Григорий Иосифович обернулся. Милиционер. Вот те раз! «Да откуда ты взялся-то!»
- Зина, открой, это я, Пётр.
Дверь лязгнула и на пороге показалась кассирша с перепуганым лицом.
- Петя, а нас тут убивают! Дверь вон почти сломал, окаянный.
- Ты чего творишь, мужик? В каталашку захотел?.. - грозно прикрикнул старшина.
- Дак я... - начал было Григорий.
- Правильно, Петенька, там ему самое место, алкашу-паразиту. Пошли уже домой, а?
- А его, что ж, отпустить? А ну, мужик, дыхни.

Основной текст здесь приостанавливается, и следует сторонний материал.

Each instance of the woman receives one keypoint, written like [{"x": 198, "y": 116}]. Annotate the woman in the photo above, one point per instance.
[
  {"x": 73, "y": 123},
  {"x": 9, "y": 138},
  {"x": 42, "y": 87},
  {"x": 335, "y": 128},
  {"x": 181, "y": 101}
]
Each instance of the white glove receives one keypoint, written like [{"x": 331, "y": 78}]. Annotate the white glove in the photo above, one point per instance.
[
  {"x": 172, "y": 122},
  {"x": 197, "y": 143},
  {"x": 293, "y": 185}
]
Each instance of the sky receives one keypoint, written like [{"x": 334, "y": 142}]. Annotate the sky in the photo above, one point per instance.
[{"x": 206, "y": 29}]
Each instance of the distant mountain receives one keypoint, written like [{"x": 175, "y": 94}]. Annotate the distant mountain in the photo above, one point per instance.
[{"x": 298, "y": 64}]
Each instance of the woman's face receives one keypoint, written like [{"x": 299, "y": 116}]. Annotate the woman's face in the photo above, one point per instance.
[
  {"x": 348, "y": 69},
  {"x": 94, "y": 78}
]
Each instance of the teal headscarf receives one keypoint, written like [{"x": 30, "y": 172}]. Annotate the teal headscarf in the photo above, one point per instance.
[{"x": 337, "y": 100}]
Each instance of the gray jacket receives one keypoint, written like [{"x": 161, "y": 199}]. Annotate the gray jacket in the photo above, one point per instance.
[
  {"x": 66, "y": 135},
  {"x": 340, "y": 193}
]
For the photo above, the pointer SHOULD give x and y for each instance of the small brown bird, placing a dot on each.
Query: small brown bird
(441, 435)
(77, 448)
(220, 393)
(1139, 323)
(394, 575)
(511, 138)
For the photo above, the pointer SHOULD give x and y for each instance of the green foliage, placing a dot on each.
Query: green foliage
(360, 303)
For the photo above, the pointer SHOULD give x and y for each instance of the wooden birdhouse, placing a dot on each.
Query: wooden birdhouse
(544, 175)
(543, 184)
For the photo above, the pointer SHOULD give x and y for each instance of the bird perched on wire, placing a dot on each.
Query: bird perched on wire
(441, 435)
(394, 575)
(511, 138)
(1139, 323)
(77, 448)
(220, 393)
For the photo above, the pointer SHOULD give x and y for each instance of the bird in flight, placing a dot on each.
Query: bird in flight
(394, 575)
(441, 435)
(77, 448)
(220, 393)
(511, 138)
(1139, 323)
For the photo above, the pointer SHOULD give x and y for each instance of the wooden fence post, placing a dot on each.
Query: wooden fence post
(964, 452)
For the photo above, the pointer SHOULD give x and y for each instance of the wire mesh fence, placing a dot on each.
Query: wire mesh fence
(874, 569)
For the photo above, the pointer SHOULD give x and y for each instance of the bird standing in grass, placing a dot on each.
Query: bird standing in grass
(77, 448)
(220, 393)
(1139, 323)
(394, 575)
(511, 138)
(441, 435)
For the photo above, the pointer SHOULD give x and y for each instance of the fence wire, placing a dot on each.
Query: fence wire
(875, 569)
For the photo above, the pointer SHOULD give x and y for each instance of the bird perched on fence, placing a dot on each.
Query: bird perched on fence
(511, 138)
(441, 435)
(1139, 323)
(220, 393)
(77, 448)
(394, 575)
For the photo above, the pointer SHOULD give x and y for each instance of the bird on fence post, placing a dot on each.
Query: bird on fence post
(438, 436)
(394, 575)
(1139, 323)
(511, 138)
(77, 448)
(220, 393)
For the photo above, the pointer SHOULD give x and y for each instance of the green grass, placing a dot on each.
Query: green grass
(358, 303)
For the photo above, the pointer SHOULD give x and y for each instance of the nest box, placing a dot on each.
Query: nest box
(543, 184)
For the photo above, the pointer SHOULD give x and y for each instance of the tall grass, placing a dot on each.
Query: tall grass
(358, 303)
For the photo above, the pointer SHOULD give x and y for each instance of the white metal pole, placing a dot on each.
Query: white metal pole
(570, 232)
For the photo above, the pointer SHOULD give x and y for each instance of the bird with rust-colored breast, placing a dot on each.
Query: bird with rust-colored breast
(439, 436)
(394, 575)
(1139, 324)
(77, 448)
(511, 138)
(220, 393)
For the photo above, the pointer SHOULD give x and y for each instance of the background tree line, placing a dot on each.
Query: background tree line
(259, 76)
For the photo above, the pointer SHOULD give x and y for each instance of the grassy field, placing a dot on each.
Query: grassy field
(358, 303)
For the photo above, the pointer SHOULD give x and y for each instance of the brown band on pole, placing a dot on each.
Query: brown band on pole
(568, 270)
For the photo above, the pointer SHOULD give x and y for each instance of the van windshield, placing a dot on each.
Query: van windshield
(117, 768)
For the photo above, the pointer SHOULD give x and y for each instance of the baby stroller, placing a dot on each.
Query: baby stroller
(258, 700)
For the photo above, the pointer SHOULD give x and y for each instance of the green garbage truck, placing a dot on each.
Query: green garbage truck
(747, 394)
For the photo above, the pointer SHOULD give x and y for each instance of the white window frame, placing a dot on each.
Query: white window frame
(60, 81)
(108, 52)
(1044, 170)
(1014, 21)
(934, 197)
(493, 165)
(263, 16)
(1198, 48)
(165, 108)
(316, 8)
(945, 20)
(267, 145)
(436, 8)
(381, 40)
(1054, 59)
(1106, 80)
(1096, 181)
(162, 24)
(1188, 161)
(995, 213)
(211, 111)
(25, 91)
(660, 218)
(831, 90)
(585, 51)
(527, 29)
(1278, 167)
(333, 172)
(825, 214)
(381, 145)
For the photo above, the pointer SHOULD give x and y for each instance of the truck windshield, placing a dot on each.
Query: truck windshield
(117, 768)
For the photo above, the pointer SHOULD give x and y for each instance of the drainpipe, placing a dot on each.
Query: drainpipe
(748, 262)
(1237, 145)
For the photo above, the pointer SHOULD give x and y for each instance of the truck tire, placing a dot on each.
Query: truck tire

От запаха вина старшина поморщился.
- Да черт с ним... Будет впредь наука... - начала было кассирша.
- Ну нет, Зин, и ты тоже собирайся, ты мне заявление напишешь на этого забулдыгу.
- Никакой я не забулдыга! И не алкаш! Я в депо работаю бригадиром...
- А ты не гоношись. Я видел, как ты тут дверь разносил. Сам в отделение пойдешь или наряд вызвать?
- Сам.

P.S. В связи с отсутствием потерпевших и материального ущерба, Метёлкину Григорию Иосифовичу, 1907 года рождения, вменялось в вину мелкое хулиганство. Ключевую роль на суде сыграла характеристика из депо, подписанная парторгом организации Александров Ивановичем Струковым, из которой следовало, что Метёлкин Григорий Иосифович неоднократно нарушал трудовую дисциплину, отмечен в халатном отношении к своим должностным обязанностям и политически безграмотен. В результате по приговору дед получил два года общественных работ. Историю эту рассказал мне отец уже после смерти деда, но ответить на вопрос, почему нельзя было ограничиться 15 сутками, так и не смог.
Как инвалида и фронтовика деда оставили в Кунгуре, где он проживал на казарменном положении в слесарных мастерских местного училища (на другом конце города). Днём там работали учащиеся, а по ночам – он. Весной 1953 попал под амнистию и вернулся в депо.